I’m not sure why the most of the performers were so terse. Maybe they had some stage jitters. Maybe it was the heat, or maybe they were brusque because they felt disconnected from the crowd of sunglassed youths. (Mos Def basically came right out and said this when, between songs, he took a poll of the audience’s birth years. 1988 got the loudest cheer. Mos Def was born in 1973.) Whatever the reason, the bands’ minimal engagement with fans amidst sets in rapid succession created a pre-packaged feeling. Call me a pessimist, but it cast a little cloud over the festivities.
On the other hand, Santigold and Gogol Bordello were visibly enthused to be there, or at least faked it well. Santigold brought to the stage robotic, gold-jacketed dancers/backup singers, funny chatter (don’t eat Burger King before a show), and even some excited audience members to dance on the platform. Gogol Bordello had a contagious energy. It felt like 100 degrees under the sun when they played, but everyone around me was dancing.
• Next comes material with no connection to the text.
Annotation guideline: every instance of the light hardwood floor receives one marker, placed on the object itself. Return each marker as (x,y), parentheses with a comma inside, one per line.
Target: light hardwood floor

Fleet Foxes was another band without much to say. Their minimal performance style seemed out of proportion to the giant main stage. However, they were one of the only bands that managed a meld between their music and the giant open canyon that echoed their already echoey sound. Because of this I couldn’t get their songs out of my head. Still can’t, in fact.
Of all the shows of the weekend though, TV on the Radio was the one that really knocked me out. They closed with "Staring at the Sun" while the sun was so low on the horizon that it was staring back at me. The dramatic effect was practically built-in. Yet, there was more to it than that. Lead singer Tunde Adembimpe shook his ass and got into the act, and the whole set crescendoed beautifully to that finale.
Overall, Sasquatch was the sum of this parts. If that sounds like a criticism, it’s not. Just consider what those parts are (amazing bands, beautiful scenery, free love, etc.). Still, I couldn’t help fantasizing about removing 90 percent of the audience and scaling down the stage to the point where it didn’t compete with the gorge. Then I wouldn’t have to jostle for blanket space or standing room. There would be no need for the expansive labyrinths of Honey Buckets (AKA porta-potties), making me feel like a farm animal. The organizers could do away with the vendor pens and the hopeless Verizon promotional tent. The barriers between the musicians and the crowd would come down. There would be nothing distracting me from enjoying the music and nature at once. It will never happen, but just knowing that it could means something.